Yeah, everyone struggles with that, especially since AWS doesn't really break down costs in a way that makes sense if you're trying to work out which business unit or feature is costing you money (unless you set things up where every team has their own account or whatever, and even then).
I think Netflix could probably start selling their tool and make more money from that then streaming if they can get it to work, because I'm guessing AWS makes it hard on purpose.
Not sure what is hard in it - you need consistent tagging, and that by itself gives you a lot of mileage in cost explorer.
That doesn't work in all cases. I've recently come across two examples where we had a hard time explaining our costs even though we extensively tag and even have fine-grained AWS accounts:
Not only is that free, but I can't imagine a better alternative. And they would have the same issue with allocation on prem. WithOUT tagging and Cost Explorer.
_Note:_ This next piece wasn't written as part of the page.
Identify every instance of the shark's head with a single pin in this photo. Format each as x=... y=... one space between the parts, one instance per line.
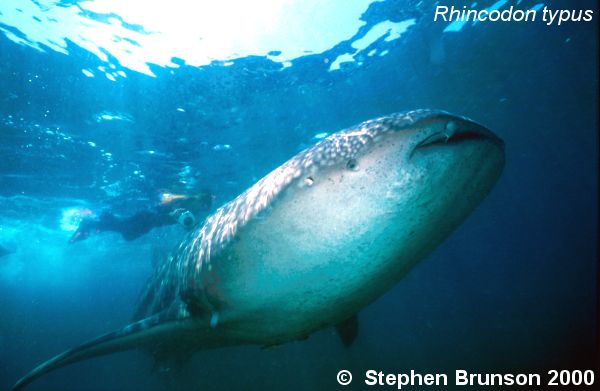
x=432 y=162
That's the point of the article
Yeah, the actual headline to the article is "Even Netflix struggles to identify and understand the cost of its AWS estate," which OP has very unhelpfully shortened to post "Netflix struggles to understand its cloud costs."
The word "Even" is doing a lot of work, and leaving it out changes the meaning of the headline.
Also, other than the headline, you know, the article itself :)
Of course. But even for people who don't read the article, it's still best practice to just copy the headline from the article so that it's the top of the Lemmy thread.
The company Cloudhealth Technologies has already been doing this for years, and not just with AWS but other cloud providers as well. Unfortunately they’ve been acquired by VMware so no idea if they’re still as good as they used to be…
This just isn't true. AWS is very clear about pricing and provides pretty good tooling for analysis. Complex infrastructure will have complex costs though. AWS has its problems a'plenty, but unclear costs isn't one in my opinion.
I agree, works fine for my stuff, but I'm pretty heavy on vanilla ec2, RDS, ec.
I can see some people running some of the more complicated products and getting flustered. Some of the compound stuff where you're paying extra transaction costs on top of the serverless things
So Netflix built this tool just for fun then? Obviously they feel AWS' tools are lacking.